Department of History

Student Spotlight: Fiona Mathews '26

In this spotlight, the department speaks with Fiona Mathews about her senior thesis.

In this spotlight, the department speaks with Fiona Mathews about her senior thesis.

"In my thesis, I explore intersecting anxieties around medieval bodies and medieval genders, investigating shifting twelfth-century attitudes towards the gender binary. I am curious, specifically, about the tension that arises around violating the body as a whole, a practice that could sometimes have salvific implications—as through martyrdom or the adoration of relics—and in other instances led to intense shame and alienation—as through castration of religious figures. Throughout, the questions I return to are: What constituted a whole body, and what constituted a holy body? How did the people of the medieval era come to know not only this body as a concept, but also their own corporeal bodies—as gendered, as performed, as capable of pain?

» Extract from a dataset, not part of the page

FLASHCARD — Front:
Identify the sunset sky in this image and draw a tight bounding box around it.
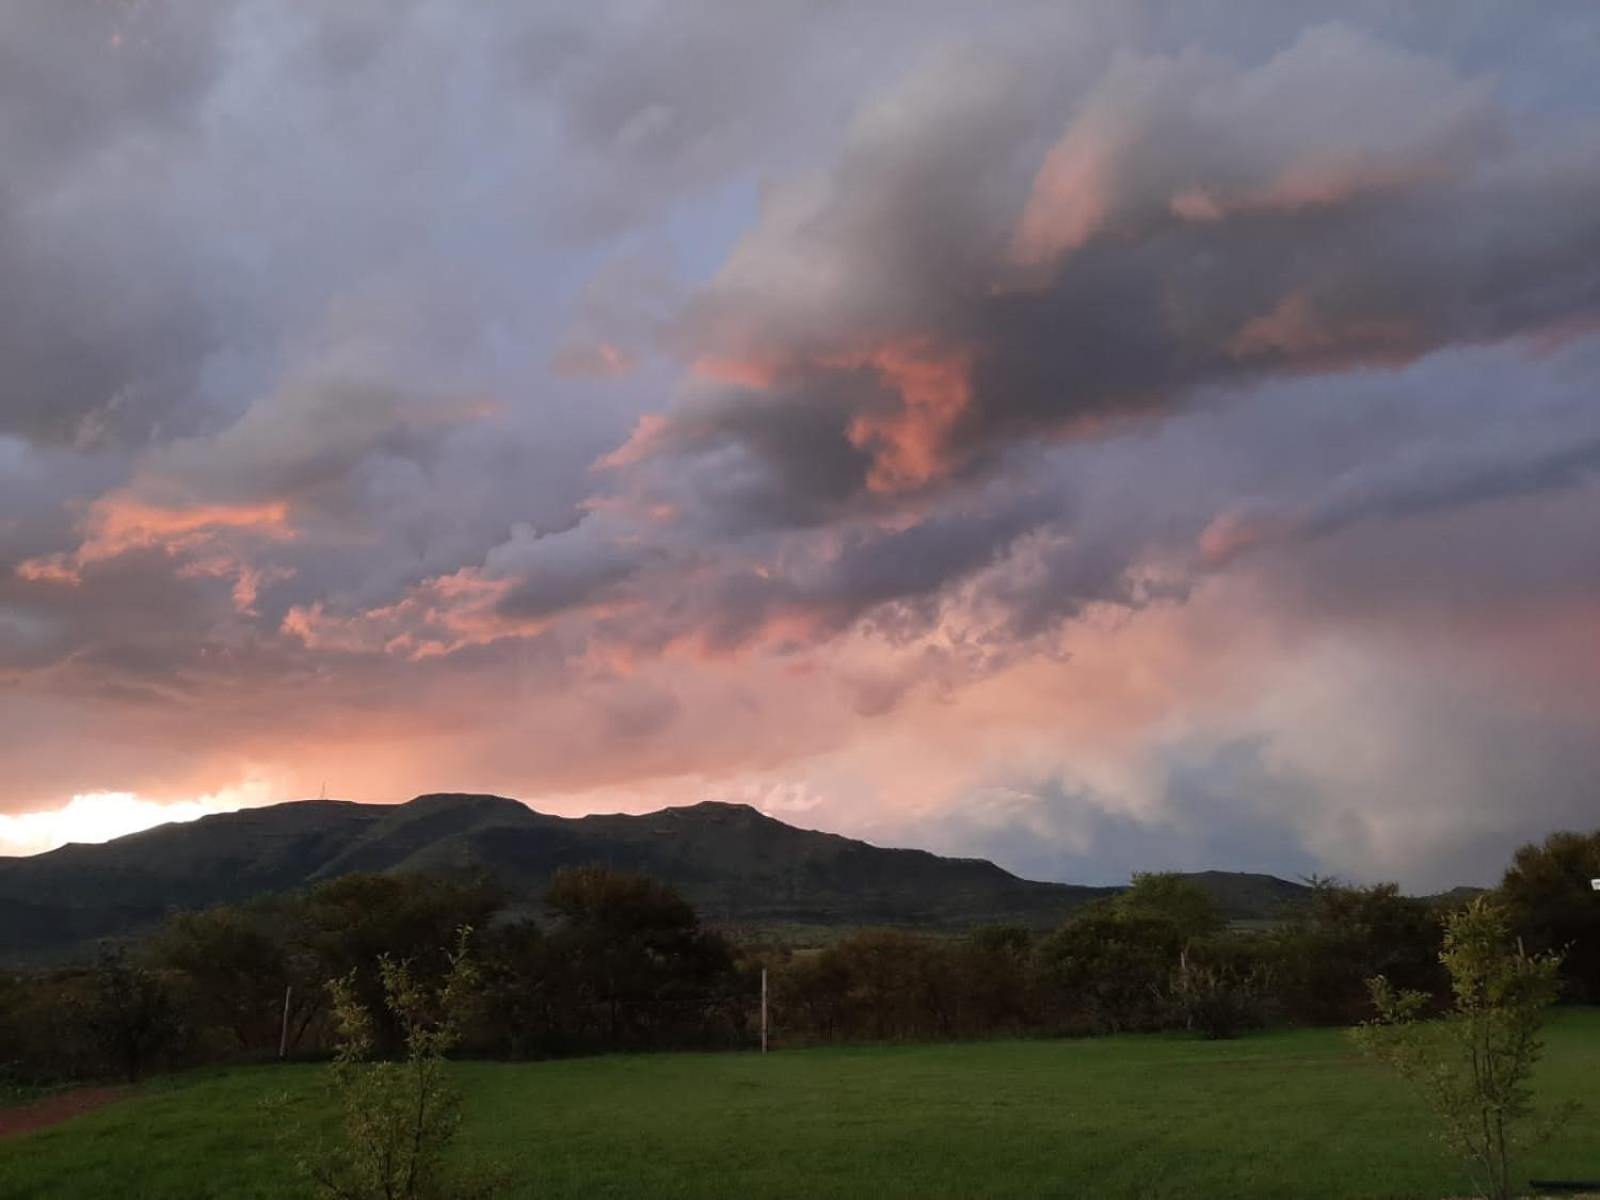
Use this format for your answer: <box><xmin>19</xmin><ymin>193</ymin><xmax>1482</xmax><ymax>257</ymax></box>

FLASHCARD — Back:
<box><xmin>3</xmin><ymin>2</ymin><xmax>1598</xmax><ymax>888</ymax></box>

My sources range from collections of canon law to satirical lay poems, from visceral martyrdom accounts to searing condemnations of monastic practices. Throughout my research, I have delighted in diving into digitized sources on BruKnow, print collections on the shelves of the Rock, and the medieval manuscripts housed at the Hay.

As I look forward to the year ahead, I am excited to continue thinking about this question of what gendered a medieval body, and in the same vein, what made a medieval body genderless. Embracing the fragment as both my object of study and my method has helped me reckon with the unknowability of the premodern past, as well as the difficulty of recovering silenced voices from the archive. In its incompleteness, I see the fragment as an attempt—a reaching towards other people and other temporalities in an effort to hear them speak. I am excited to continue reaching towards these queer medieval voices and bodies throughout the thesis-writing process."